In May, the ECS held their annual summit in Brussels, under the title “EU copyright, quo vadis? From the EU copyright package to the challenges of Artificial Intelligence.” The summit covered many of the hot topics on today’s copyright agenda, including the proposed directive on Copyright in the Digital Single Market. This post, however, focuses on the afternoon session, dedicated to the challenges posed to copyright law by artificial intelligence (AI), especially in the EU.
The discussion was divided into two panels. The first panel debated the impact of AI on copyright issues, focusing on possible regimes and criteria for protection. The second panel included presentations on other issues, such as moral rights, digital rights management (DRM), and private international law.
The initial panel was chaired by Professor Marie-Christine Janssens, who set the scene for the discussion. She recalled R. Kurzweil’s definition of AI as “the science of making computers do things that require intelligence when done by humans.” Such things could be, for example, creating copyright-protected works. Examples of non-human creations abound, such as Google’s Deep-mind AI piano prowess or the Next Rembrandt project. The question that arises is: where is the author’s “own intellectual creation” in works produced by computers or robots? A 2017 European Parliament Resolution calls for the elaboration of criteria in this respect. But what is the best regime for protection? Should we recognize a non-human copyright? Or perhaps a new neighboring right for producers? Should we follow the UK approach and think about protection for AI assisted works, or instead consider protection for AI generated works?
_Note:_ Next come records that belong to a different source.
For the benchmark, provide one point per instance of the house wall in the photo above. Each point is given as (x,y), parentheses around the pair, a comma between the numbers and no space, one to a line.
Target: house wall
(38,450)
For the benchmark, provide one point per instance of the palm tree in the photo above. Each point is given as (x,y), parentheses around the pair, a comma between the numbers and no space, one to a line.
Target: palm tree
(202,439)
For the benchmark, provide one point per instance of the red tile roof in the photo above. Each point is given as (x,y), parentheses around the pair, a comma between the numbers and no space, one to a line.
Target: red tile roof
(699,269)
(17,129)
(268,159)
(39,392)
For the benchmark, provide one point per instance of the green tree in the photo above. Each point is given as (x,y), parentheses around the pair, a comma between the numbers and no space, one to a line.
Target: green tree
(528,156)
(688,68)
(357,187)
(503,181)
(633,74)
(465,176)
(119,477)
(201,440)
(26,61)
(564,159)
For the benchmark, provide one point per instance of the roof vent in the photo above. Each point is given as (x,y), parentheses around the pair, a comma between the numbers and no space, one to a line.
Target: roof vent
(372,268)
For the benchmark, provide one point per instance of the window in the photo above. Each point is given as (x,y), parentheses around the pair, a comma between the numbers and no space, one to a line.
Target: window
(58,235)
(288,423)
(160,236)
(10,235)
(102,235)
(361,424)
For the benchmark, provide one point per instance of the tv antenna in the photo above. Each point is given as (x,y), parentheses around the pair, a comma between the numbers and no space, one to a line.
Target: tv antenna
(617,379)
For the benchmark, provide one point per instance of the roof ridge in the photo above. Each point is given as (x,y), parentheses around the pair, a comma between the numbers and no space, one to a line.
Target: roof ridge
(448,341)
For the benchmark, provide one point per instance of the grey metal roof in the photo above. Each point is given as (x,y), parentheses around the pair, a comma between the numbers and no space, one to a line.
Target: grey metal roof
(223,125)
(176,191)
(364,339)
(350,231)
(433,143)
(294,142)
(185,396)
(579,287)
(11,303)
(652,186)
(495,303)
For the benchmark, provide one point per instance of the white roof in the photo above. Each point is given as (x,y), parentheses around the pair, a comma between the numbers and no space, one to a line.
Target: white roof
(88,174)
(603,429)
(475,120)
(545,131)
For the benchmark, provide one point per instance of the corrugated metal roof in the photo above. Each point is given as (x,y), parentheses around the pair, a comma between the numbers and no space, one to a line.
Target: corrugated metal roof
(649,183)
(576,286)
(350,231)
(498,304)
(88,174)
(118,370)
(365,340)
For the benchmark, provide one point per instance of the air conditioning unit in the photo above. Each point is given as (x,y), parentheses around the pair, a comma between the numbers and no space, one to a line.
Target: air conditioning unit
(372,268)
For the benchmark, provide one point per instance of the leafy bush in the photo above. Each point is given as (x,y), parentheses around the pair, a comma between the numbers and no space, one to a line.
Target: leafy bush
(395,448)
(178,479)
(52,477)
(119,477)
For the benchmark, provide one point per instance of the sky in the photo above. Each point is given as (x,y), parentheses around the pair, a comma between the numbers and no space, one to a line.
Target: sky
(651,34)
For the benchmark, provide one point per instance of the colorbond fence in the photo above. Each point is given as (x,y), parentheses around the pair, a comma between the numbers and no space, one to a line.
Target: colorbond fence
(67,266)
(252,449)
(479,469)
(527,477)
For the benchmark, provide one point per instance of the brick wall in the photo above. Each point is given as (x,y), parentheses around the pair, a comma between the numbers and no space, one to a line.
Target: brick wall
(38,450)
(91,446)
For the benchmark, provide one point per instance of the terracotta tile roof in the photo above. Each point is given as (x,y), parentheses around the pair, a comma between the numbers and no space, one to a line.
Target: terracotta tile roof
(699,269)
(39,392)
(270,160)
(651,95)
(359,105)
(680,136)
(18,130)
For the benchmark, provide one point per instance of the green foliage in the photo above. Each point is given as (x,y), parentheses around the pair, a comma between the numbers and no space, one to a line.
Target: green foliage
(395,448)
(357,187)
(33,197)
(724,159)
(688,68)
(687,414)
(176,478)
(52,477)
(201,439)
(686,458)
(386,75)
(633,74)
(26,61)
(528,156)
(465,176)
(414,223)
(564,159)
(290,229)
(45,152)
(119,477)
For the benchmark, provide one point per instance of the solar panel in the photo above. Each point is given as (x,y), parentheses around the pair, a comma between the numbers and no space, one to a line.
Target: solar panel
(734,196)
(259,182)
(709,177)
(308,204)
Synodinou’s starting point was the definition of autonomy as applied to AI: “autonomous agents are able to generate new ideas and to produce new forms of expression through the use of software which mimics the configuration of human neural networks.” Under international copyright law (art 2.6 Berne Convention), “protection shall operate for the benefit of the author.” In other words, there is a general principle that the author must be a natural person, despite some deviations from this principle, exemplified by the protection of software, databases, and films. But is originality a suitable criterion for the protection of AI generated works under copyright law? More precisely, what are the machine’s “free and creative choices” that make its expressed output original? The answer is not simple: the AI itself cannot be considered to make such inherently human choices, and the link between it and the human programmer is not sufficiently strong to consider that the latter determines the final expression of the work. If authorship does not provide adequate criteria for protection, would a sui generis regime be able to do so? Drawing parallels with the database producer’s right, Synodinou argues that the most suitable rationale for protection of AI generated works would be investment protection.
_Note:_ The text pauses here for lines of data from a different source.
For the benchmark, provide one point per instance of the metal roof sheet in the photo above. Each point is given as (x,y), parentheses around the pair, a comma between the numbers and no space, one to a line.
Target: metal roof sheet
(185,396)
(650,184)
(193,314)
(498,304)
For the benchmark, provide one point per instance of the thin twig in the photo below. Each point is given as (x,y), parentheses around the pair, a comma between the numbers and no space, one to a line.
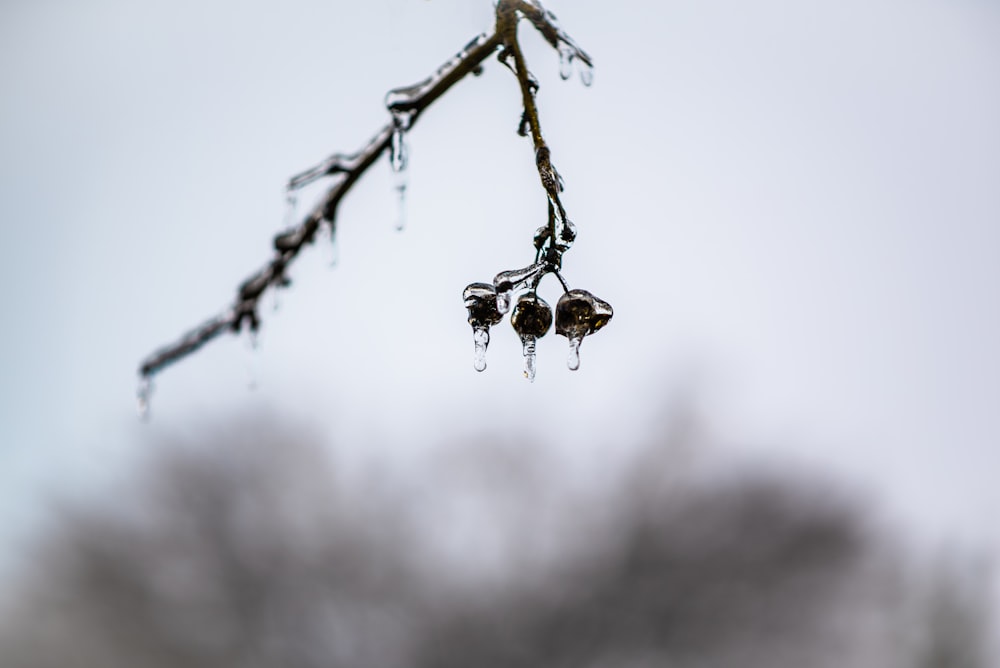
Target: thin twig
(406,105)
For his part, Hilty noted two possible justifications to recognize legal protection and grant exclusive rights for AI generated works. The first is “personality-related”. Under this rationale, however, it is only possible to find a human creator in the software that constitutes the initial input to the creation of an AI, but not in any of the machine-generated outputs, which would not qualify as “works” under copyright law. The second justification would be economic and – as mentioned by Synodinou – center on the protection of investment and the need to avoid a “market failure” in the absence of legal exclusivity. Whether such market failure exists, though, should be assessed by economists. For Hilty, criteria for protection in the field of AI should focus on the inputs required to create and develop AI systems. Such systems rely on machine-learning, which in turn involves acts of reproduction of copyright-protected works. Thus, similarly to text-and-data-mining, if the law aims to promote the development of AI, it should enable the use of copyright-protected works for that purpose.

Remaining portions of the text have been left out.